I think this is a good movie, but it is, as I said, very violent. If you avoid violent movies on principle or for reasons of taste, I am hesitant to tell you that you should make an exception for this one. It bothers me that I have come to the point that I can see a movie in which people are being killed every few minutes (and the worst violence takes place off screen) and still think of it as a good movie. 

As I said, it is thought provoking.

Saturday, October 6, 2012

Chinatown, Shopping, and the Aquarium

Chan arrived on Tuesday afternoon, having taken a bus from Leeds, as it was cheaper than the train. She looked the same as ever, but her English had become more British sounding. After she got settled in, we walked to the Tower of London to catch a river tour. I had wanted to do the river tour last year, but there’s a steep slope down to the dock, and it didn’t look like something we could manage safely with the wheelchair. That was a shame, because the tour itself would have been perfect for someone who couldn’t walk.

That night Neal had planned for us to meet at a nearby pub to compete in Trivia Night. It turned out that the pub he had in mind only had trivia on alternate Tuesdays, so he had tried to catch me by text message to tell us to stay on the other side of Tower Bridge where there was another pub. We were almost at his apartment when I saw the messages, but we got all sorted out and managed to get to the new pub, grab the last table, and enter the contest. We did well the first half, but came in third to last in the end. Second to last entitled you to a free bottle of wine - if only I hadn’t corrected an answer my teammates had cooked up while I was in the Ladies’, we would have been second to last.  Oh, well, it was fun.

Wednesday we spent seeing Kew Gardens (more properly, the Royal Botanical Gardens at Kew), which I hadn’t been able to see last year, either. While I was taking pictures, my disk ran out of space. Not a problem, I had a spare which I had found when I was packing. What I did not notice was that the spare only had 32 megabytes on it (where did that come from?) I wasn’t able to buy a new one until the next day, so I only got 60 or so pictures from Kew. (I may not be good, but I’m prolific.) That night we went to Chan’s favorite Korean restaurant.

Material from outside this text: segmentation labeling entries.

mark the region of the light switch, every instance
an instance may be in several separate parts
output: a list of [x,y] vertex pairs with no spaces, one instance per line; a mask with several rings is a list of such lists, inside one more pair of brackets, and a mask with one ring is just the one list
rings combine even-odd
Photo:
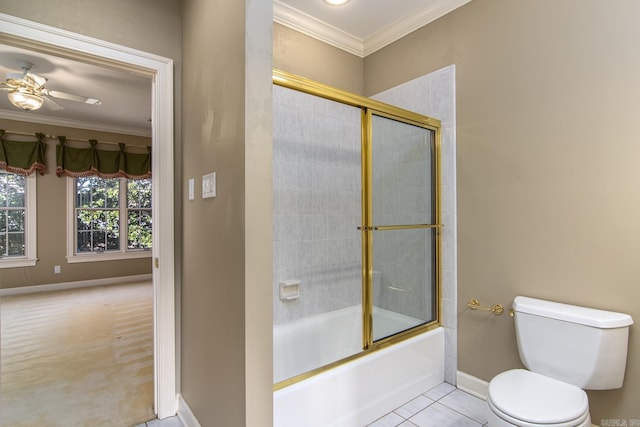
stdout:
[[216,197],[216,173],[202,176],[202,198]]
[[195,198],[196,198],[195,180],[191,178],[189,180],[189,200],[193,200]]

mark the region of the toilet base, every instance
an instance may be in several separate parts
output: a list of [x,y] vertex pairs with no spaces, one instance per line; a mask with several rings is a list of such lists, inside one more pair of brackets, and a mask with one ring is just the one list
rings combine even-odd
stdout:
[[499,410],[491,404],[489,400],[487,400],[486,405],[486,415],[487,415],[487,427],[591,427],[591,416],[587,414],[586,419],[575,420],[575,424],[568,423],[560,423],[560,424],[533,424],[527,423],[524,421],[517,421],[511,417],[505,416],[505,418],[511,418],[507,421],[504,418],[501,418],[496,412]]

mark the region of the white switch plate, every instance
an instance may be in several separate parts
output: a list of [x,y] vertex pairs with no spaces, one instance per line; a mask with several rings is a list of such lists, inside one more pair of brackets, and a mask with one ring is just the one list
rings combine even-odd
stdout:
[[202,198],[216,197],[216,173],[202,176]]
[[189,180],[189,200],[193,200],[195,198],[196,198],[195,180],[191,178]]

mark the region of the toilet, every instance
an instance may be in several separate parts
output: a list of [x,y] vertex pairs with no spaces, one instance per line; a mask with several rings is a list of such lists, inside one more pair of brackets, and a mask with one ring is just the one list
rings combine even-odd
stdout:
[[513,300],[520,360],[487,393],[490,427],[590,427],[587,390],[622,387],[628,314],[528,297]]

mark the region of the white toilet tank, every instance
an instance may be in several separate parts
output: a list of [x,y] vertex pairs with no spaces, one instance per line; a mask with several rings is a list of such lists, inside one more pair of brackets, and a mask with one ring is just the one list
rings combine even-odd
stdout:
[[622,387],[631,316],[522,296],[513,310],[527,369],[582,389]]

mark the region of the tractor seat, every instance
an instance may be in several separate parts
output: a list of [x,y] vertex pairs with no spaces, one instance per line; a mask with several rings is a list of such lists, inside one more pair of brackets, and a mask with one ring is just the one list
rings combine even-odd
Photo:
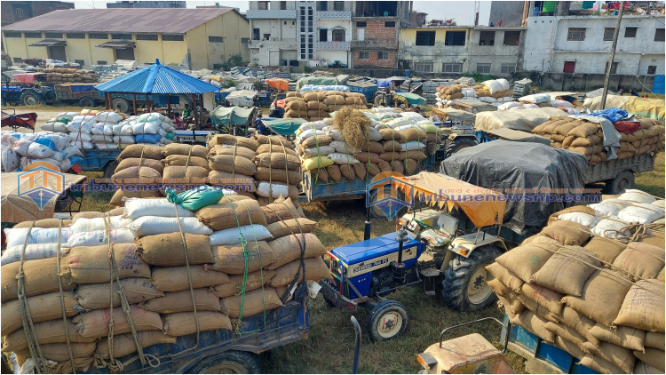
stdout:
[[426,373],[516,373],[506,358],[479,333],[435,343],[418,355]]

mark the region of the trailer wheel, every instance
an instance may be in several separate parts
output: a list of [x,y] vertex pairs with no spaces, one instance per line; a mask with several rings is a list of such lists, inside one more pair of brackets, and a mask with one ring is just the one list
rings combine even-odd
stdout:
[[400,302],[385,299],[370,311],[368,331],[372,341],[387,341],[404,332],[408,323],[405,307]]
[[500,255],[502,251],[493,245],[474,249],[469,258],[456,255],[441,283],[447,306],[463,313],[483,310],[495,302],[497,296],[488,285],[492,275],[486,266]]
[[604,191],[612,195],[622,194],[628,188],[634,188],[634,174],[630,171],[622,171],[613,180],[606,181]]
[[260,374],[257,355],[236,350],[211,355],[187,371],[188,374]]
[[95,100],[89,96],[84,96],[79,99],[79,107],[95,107]]

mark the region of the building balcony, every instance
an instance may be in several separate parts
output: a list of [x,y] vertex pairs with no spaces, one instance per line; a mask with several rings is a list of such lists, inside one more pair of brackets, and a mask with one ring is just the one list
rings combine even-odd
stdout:
[[245,16],[250,20],[296,19],[296,9],[290,9],[290,10],[285,10],[285,11],[248,10]]
[[349,51],[350,42],[315,42],[317,51]]
[[317,11],[317,20],[352,20],[351,12]]

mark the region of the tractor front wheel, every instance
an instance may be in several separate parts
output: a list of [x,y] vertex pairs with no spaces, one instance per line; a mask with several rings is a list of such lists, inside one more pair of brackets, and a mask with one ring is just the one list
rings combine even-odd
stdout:
[[387,341],[405,331],[407,309],[400,302],[385,299],[370,311],[368,331],[373,341]]
[[480,311],[489,307],[497,296],[488,284],[493,275],[486,266],[493,263],[502,251],[493,245],[474,249],[469,258],[456,255],[442,282],[444,301],[459,312]]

The next day we started at the London Aquarium, then went to Chinatown followed by some shopping at Liberty of London and Selfridges. We only window shopped at Liberty (does anyone really pay 150 pounds for a souvenir Olympic scarf?), but I bought some Christmas ornaments at Selfridge’s. Usually my souvenir shopping consists of buying Christmas ornaments since then I never get home and ask “What am I going to do with this stuff?” We had afternoon tea at the original Bea’s. I could get used to afternoon tea.

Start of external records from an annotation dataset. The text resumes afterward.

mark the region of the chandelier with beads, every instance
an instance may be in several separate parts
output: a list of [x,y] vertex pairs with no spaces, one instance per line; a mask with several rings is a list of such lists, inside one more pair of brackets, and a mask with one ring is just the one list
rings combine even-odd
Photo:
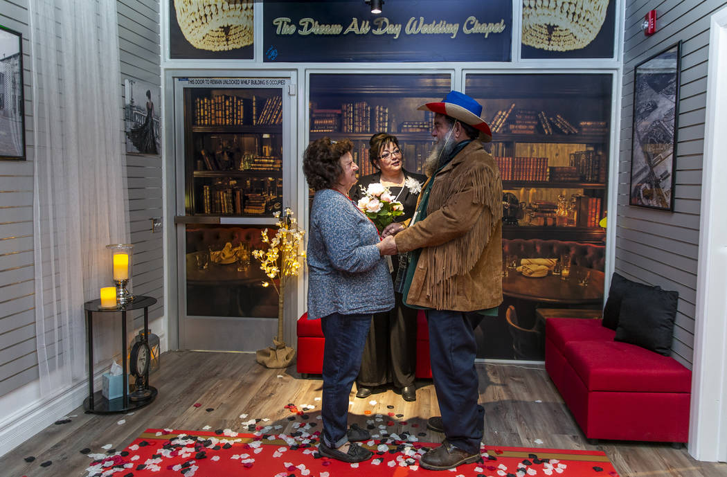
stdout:
[[220,52],[252,44],[252,0],[174,0],[174,9],[195,48]]
[[523,0],[523,44],[549,51],[585,47],[606,19],[608,0]]

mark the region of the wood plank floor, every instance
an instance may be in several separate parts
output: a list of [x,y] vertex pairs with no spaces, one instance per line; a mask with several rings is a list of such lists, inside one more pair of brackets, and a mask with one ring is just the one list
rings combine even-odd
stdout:
[[[537,366],[478,365],[480,402],[485,407],[484,441],[502,446],[603,450],[622,477],[723,477],[727,465],[699,462],[686,449],[670,444],[604,441],[591,446],[574,421],[547,374]],[[89,448],[103,453],[110,444],[124,449],[147,428],[201,430],[230,428],[243,431],[241,423],[267,418],[267,424],[280,424],[278,432],[292,432],[290,412],[284,406],[313,404],[308,414],[320,414],[321,381],[302,379],[291,366],[288,370],[267,369],[255,363],[254,355],[237,353],[172,351],[161,356],[161,368],[150,379],[158,389],[157,399],[132,415],[86,414],[82,408],[71,422],[52,425],[0,458],[0,474],[8,477],[86,476],[91,460],[79,451]],[[439,442],[442,436],[426,430],[426,420],[438,414],[431,381],[417,383],[415,402],[405,402],[393,390],[358,399],[352,393],[350,422],[364,425],[365,410],[385,415],[394,411],[403,414],[409,425],[418,423],[421,441]],[[374,400],[375,405],[369,401]],[[194,407],[195,403],[201,404]],[[387,406],[393,406],[391,409]],[[206,409],[212,408],[207,412]],[[242,418],[241,414],[247,417]],[[60,419],[63,416],[58,416]],[[124,420],[122,424],[118,422]],[[390,428],[393,431],[397,427]],[[537,441],[537,442],[536,442]],[[542,441],[542,444],[539,442]],[[36,460],[28,463],[25,457]],[[41,468],[50,460],[52,464]]]

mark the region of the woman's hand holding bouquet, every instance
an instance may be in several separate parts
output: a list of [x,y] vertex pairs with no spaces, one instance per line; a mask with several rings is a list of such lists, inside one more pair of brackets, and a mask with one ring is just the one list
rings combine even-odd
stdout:
[[361,186],[364,196],[357,206],[371,219],[380,233],[394,217],[404,213],[404,207],[380,183],[373,183],[366,188]]

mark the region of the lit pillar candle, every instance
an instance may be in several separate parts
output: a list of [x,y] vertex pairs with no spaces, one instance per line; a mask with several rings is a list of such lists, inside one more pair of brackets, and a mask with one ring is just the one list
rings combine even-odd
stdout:
[[113,279],[129,279],[129,255],[126,254],[113,255]]
[[115,286],[104,286],[101,289],[101,306],[105,308],[112,308],[116,306],[116,288]]

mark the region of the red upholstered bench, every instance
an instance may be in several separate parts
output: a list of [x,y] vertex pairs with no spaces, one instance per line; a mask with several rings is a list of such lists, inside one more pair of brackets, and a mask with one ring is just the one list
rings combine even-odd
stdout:
[[686,442],[691,372],[614,335],[598,319],[546,320],[545,369],[586,437]]
[[[309,320],[303,313],[298,318],[298,357],[296,369],[301,374],[320,374],[323,371],[323,350],[326,342],[321,320]],[[418,378],[432,377],[429,362],[429,331],[424,311],[417,316],[417,369]]]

Chan was going to stay on a few days with friends of hers in London, but she got a message she was needed back in Leeds to sign for a package, so had to take the bus back. Meantime, we had plans for the weekend with Neal, taking a train to Cornwall.

Along the river tour

Along the river tour

Waterloo Bridge, also known as "the ladies' bridge" because it was built by women workers during WWII

Tower Bridge

Paralympic Logo 

Sculpture at Kew

At the Aquarium

At the Aquarium





View from the top of the bus

John has his own street.

Neal has his own street. I do not have my own street.